Oops, always a few who don't hatch.....


----------



## blueggchick

So cute! I have hatched some silkie out last year and could tell the sex closer to 4 mos of age.


----------



## piglett

blueggchick said:


> So cute! I have hatched some silkie out last year and could tell the sex closer to 4 mos of age.


 the boys had streamers on their heads?
got 8 youngsters in a dog crate rite now
i'll make some changes to my old meatpen soon, they are growing like weeds


----------



## duffala

sadly while i was away yesterday. the neighbors 3 dogs chewed and pulled down Planks of wood from my 6 foot privacy fence that was in good sturdy shape. . entered my yard and i can't find a trace of existence of my little white silkie. My daughter will be heartbroken


----------



## Energyvet

I'm so very sorry to hear your news. How very very sad. Good thing she has someone to share her heartbreak. So very sorry.


----------



## tigereyesblue76

Oh how sad, so very sorry that happend, I was just enjoying your photos...


----------



## fuzziebutt

But if there is no trace of her, then she may be hiding somewhere.
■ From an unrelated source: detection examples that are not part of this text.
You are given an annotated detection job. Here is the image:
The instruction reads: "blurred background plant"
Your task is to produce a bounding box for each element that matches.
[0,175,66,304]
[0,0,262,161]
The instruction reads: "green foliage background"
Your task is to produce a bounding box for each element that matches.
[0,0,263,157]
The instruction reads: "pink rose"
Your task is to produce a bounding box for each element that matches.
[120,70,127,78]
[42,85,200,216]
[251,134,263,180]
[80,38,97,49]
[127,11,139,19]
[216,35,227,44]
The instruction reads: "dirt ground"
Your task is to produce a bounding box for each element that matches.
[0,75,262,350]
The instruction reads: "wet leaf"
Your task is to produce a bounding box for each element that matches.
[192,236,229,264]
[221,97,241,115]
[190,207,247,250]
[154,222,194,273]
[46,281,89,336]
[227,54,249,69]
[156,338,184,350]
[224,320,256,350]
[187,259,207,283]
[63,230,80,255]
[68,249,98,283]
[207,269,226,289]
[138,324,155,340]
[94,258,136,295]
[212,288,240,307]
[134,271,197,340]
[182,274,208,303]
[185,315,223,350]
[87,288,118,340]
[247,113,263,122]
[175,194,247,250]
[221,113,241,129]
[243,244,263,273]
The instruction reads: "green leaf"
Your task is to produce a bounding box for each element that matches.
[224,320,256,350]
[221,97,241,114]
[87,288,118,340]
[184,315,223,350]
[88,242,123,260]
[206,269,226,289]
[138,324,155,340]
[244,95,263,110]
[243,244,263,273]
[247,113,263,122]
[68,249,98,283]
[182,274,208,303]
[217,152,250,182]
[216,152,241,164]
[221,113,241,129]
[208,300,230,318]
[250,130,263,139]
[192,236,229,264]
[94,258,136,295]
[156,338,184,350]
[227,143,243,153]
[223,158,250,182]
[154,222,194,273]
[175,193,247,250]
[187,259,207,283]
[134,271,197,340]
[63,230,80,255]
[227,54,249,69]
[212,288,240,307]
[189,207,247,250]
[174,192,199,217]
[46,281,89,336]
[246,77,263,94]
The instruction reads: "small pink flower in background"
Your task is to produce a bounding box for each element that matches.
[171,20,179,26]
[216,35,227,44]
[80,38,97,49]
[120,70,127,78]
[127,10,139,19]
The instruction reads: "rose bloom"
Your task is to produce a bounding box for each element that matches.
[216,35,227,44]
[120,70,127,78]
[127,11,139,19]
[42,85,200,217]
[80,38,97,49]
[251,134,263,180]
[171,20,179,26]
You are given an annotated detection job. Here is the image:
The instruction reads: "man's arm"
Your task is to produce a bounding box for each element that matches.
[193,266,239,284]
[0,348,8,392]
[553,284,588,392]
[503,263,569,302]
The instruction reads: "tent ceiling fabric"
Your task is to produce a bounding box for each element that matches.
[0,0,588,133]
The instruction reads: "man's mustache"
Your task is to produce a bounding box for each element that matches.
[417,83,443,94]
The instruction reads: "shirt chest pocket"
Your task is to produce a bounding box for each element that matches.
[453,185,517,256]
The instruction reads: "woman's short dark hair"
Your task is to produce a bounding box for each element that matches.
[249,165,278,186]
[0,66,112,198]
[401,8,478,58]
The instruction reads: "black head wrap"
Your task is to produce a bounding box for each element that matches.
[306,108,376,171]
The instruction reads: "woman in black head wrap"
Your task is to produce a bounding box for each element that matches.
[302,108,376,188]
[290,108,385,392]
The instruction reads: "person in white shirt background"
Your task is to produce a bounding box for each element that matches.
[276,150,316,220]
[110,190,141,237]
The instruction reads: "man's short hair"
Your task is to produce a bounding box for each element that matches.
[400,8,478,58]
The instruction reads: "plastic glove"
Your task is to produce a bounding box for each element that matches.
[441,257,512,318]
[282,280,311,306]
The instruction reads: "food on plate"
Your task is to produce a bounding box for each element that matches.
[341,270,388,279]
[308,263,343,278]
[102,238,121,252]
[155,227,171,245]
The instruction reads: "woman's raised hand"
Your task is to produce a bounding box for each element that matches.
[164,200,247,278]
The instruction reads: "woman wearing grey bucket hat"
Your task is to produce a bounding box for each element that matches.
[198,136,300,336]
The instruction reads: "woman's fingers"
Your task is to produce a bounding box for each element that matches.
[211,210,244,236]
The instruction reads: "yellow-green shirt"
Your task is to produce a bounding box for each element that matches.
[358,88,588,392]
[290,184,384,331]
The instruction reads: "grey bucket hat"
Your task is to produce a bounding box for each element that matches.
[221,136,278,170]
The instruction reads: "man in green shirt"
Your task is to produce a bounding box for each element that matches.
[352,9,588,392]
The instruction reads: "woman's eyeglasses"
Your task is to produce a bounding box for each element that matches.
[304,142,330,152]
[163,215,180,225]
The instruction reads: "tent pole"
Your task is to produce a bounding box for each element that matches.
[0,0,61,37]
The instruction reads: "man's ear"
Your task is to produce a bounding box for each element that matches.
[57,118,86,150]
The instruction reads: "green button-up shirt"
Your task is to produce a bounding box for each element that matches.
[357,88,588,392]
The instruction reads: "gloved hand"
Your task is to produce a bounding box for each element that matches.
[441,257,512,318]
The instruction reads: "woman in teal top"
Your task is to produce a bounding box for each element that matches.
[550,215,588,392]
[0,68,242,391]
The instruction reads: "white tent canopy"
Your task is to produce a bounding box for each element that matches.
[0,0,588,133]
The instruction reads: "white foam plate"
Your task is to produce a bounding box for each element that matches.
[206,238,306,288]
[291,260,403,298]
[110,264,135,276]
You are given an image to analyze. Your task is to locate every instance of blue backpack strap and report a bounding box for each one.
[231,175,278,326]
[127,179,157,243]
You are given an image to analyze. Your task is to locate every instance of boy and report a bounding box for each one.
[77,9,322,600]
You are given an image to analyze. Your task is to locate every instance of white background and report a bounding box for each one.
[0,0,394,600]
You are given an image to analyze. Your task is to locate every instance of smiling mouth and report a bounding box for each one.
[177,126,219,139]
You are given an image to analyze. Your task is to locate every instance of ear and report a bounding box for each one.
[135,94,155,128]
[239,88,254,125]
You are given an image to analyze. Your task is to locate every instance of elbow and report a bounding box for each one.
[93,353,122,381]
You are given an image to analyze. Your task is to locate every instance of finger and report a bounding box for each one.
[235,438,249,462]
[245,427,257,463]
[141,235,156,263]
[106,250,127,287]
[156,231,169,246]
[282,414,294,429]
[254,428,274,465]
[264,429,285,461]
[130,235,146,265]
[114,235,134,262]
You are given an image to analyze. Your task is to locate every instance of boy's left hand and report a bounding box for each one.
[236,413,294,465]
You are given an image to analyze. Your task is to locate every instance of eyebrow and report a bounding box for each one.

I have had one hide for nearly 3 days before she showed her face. Maybe she will show up!


----------



## duffala

that would be a blessing if it showed up . .. but i have looked allover the place and listened for the chirps...


----------



## CrazyBirdLady

I just found out my "Millie" is a Milton....he crowed when I brought my baby silkies to the coop! How shocked was I! lol


----------



## piglett

CrazyBirdLady said:


> I just found out my "Millie" is a Milton....he crowed when I brought my baby silkies to the coop! How shocked was I! lol


my young roos never made any noise till i showed up with a huge barredrock . the rock was headed to my freezer that day but they didn't know that. the next day they started to crow.


----------